You are being told that there are two (different) ways to specify.kdbaby1412 wrote:
Lol. How come do specific time will make it stronger?
a) # of playouts ----- in which case the amount of time required for each move will depend on the hardware. This doesn't require the program to actually test what hardware it is running on, just takes as long as it takes. Increasing the number of playouts improves the play.
b) amount of time per move --- in which case, at the start, the program tests the hardware performance and decides how many playouts it can use to fit the time control selected. So on any given harware, increasing the time improves the play.
Note that this isn't linear. Below some number of playouts the program would be weak, erratic. And as the number of playouts increases, the amount of inporovement decreases (diminishing returns).
Let's note a few things:
a) The suggested 120 seconds per move is like OLD TIME speeds with games spread over a couple days.

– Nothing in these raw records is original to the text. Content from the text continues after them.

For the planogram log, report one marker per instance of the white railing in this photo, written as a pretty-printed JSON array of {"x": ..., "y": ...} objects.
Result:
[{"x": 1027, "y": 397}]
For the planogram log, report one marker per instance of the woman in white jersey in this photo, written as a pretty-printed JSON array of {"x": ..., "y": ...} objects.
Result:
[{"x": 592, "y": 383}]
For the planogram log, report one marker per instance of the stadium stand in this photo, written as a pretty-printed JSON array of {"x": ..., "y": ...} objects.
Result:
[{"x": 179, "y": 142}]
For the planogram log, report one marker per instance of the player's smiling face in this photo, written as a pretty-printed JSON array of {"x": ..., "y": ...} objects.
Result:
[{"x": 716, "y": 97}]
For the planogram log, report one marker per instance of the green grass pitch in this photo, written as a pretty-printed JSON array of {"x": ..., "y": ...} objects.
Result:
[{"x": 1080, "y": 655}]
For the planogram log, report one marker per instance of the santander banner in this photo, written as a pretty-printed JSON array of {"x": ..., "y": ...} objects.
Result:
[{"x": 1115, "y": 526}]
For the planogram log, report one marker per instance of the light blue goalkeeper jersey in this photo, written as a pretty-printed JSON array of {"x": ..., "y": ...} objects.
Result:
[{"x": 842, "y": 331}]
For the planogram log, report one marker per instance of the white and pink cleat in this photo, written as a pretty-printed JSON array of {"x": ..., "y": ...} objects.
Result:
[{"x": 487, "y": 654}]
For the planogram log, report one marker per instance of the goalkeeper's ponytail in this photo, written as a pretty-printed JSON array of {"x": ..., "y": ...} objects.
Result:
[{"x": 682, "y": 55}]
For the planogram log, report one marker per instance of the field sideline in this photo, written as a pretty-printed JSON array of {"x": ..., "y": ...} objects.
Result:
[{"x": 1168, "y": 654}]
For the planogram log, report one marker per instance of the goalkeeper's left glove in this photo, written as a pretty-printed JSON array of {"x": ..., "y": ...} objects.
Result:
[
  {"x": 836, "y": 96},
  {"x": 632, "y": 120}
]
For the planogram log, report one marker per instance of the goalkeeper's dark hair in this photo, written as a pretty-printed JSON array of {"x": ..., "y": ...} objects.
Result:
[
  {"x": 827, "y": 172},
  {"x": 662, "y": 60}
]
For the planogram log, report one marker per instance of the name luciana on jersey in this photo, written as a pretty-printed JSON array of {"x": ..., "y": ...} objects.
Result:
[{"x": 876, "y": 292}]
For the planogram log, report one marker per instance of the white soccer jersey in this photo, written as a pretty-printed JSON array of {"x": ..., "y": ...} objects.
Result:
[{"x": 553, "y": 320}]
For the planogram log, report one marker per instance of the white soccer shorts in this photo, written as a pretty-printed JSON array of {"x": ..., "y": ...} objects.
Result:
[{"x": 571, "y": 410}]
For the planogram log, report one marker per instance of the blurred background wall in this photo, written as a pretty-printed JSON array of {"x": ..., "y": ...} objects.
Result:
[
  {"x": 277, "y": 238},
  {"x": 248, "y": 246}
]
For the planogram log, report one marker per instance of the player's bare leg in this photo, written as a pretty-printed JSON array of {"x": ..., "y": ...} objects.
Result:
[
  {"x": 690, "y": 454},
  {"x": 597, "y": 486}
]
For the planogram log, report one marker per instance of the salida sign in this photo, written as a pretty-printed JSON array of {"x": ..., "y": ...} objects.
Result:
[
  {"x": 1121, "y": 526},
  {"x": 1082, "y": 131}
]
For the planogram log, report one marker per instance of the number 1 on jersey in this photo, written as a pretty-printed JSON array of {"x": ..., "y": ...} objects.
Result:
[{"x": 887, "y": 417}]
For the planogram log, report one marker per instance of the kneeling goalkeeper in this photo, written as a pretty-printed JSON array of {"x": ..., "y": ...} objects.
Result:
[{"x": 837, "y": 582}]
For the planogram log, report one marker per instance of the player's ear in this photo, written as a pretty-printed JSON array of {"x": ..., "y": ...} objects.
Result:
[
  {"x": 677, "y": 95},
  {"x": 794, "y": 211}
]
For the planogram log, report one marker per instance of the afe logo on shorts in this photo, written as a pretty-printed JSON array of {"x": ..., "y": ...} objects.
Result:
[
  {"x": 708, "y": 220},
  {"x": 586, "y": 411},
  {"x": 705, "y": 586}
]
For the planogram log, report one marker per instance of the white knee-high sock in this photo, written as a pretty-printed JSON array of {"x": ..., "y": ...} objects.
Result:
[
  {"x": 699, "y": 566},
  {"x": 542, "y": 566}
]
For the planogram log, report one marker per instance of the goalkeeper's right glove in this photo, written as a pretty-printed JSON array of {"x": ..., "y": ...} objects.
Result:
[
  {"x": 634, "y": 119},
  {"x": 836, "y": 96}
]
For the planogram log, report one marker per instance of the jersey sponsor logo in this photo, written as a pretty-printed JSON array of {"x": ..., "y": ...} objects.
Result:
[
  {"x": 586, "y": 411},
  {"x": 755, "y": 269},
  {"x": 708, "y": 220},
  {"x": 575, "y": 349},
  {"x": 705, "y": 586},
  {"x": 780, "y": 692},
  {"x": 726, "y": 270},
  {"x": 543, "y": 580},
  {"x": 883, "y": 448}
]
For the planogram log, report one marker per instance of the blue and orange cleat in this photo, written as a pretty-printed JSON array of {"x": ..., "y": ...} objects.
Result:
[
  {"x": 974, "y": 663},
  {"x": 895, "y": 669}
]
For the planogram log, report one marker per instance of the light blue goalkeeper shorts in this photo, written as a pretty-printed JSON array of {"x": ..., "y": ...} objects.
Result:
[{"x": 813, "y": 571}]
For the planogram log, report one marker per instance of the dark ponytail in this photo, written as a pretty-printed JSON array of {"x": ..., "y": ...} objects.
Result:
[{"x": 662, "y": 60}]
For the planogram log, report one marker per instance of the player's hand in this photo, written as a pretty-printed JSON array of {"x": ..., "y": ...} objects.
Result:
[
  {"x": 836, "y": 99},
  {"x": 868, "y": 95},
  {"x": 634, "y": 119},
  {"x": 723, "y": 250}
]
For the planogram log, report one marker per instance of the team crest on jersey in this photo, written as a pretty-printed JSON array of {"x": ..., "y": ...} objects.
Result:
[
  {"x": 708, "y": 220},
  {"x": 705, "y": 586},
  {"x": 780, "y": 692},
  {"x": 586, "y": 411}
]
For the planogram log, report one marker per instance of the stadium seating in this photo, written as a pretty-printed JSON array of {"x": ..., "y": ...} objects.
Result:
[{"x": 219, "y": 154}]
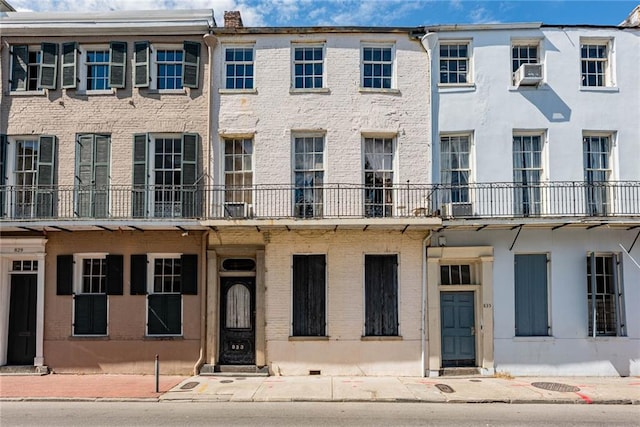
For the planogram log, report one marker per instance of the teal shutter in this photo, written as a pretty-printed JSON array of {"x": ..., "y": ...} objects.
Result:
[
  {"x": 45, "y": 196},
  {"x": 19, "y": 61},
  {"x": 140, "y": 175},
  {"x": 531, "y": 295},
  {"x": 141, "y": 64},
  {"x": 191, "y": 64},
  {"x": 191, "y": 203},
  {"x": 189, "y": 274},
  {"x": 48, "y": 75},
  {"x": 69, "y": 61},
  {"x": 117, "y": 64}
]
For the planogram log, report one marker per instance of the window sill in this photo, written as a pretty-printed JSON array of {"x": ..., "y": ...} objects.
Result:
[
  {"x": 381, "y": 338},
  {"x": 295, "y": 91},
  {"x": 237, "y": 91},
  {"x": 309, "y": 338},
  {"x": 379, "y": 90}
]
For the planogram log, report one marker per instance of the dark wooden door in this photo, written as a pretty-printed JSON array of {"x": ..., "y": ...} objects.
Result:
[
  {"x": 237, "y": 321},
  {"x": 458, "y": 329},
  {"x": 22, "y": 320}
]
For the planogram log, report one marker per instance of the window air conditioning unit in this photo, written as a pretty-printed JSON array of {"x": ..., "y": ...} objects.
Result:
[
  {"x": 528, "y": 75},
  {"x": 457, "y": 210}
]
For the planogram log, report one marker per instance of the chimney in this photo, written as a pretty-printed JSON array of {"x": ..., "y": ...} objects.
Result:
[{"x": 232, "y": 19}]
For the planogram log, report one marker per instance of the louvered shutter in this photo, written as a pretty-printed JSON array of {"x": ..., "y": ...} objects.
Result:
[
  {"x": 141, "y": 64},
  {"x": 69, "y": 61},
  {"x": 45, "y": 197},
  {"x": 19, "y": 64},
  {"x": 117, "y": 64},
  {"x": 48, "y": 75},
  {"x": 191, "y": 64}
]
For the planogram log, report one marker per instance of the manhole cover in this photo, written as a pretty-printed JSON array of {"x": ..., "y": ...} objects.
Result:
[
  {"x": 189, "y": 385},
  {"x": 556, "y": 387},
  {"x": 444, "y": 388}
]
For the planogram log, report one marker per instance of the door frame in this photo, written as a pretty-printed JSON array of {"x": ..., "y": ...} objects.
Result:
[{"x": 21, "y": 249}]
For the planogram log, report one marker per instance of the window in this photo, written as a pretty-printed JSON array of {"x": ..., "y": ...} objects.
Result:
[
  {"x": 455, "y": 168},
  {"x": 238, "y": 177},
  {"x": 309, "y": 293},
  {"x": 527, "y": 173},
  {"x": 605, "y": 295},
  {"x": 165, "y": 175},
  {"x": 238, "y": 64},
  {"x": 308, "y": 176},
  {"x": 33, "y": 68},
  {"x": 377, "y": 67},
  {"x": 381, "y": 295},
  {"x": 164, "y": 278},
  {"x": 92, "y": 175},
  {"x": 597, "y": 151},
  {"x": 166, "y": 67},
  {"x": 308, "y": 67},
  {"x": 454, "y": 63},
  {"x": 531, "y": 295},
  {"x": 90, "y": 278},
  {"x": 378, "y": 177},
  {"x": 594, "y": 56},
  {"x": 29, "y": 165}
]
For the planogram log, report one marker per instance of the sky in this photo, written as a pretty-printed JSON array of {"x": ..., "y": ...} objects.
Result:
[{"x": 391, "y": 13}]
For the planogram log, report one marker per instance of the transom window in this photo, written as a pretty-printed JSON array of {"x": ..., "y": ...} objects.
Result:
[
  {"x": 239, "y": 67},
  {"x": 454, "y": 63},
  {"x": 308, "y": 63},
  {"x": 377, "y": 67}
]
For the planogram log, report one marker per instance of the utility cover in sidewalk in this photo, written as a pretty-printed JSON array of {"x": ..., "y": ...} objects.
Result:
[
  {"x": 444, "y": 388},
  {"x": 556, "y": 387}
]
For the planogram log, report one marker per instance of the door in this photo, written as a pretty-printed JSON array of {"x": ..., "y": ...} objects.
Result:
[
  {"x": 22, "y": 320},
  {"x": 458, "y": 329},
  {"x": 237, "y": 321}
]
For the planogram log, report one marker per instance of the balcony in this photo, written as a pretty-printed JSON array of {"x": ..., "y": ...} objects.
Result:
[{"x": 330, "y": 203}]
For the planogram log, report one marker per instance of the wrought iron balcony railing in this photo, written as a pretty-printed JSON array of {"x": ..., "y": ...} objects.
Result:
[{"x": 329, "y": 201}]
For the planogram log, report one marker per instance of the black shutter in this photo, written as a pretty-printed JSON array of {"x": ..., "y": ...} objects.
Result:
[
  {"x": 69, "y": 60},
  {"x": 138, "y": 274},
  {"x": 139, "y": 196},
  {"x": 117, "y": 64},
  {"x": 141, "y": 64},
  {"x": 191, "y": 64},
  {"x": 189, "y": 274},
  {"x": 19, "y": 61},
  {"x": 114, "y": 274},
  {"x": 48, "y": 75},
  {"x": 64, "y": 275}
]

b) The reason that the computer programs do better (than humans) at fast speeds isn't precisely the speed. AFAIK all the programs available lack a feature humans use --- decide that the position NOW is at a critical junction and use some reserved time to think. Or make a few real quick moves (wastes ko threats) to build up that reserve. It's an advanced "time management" problem. The point is, 10 second per move go is not quite the same as 360 moves in an hour even though the averae time per move is the same.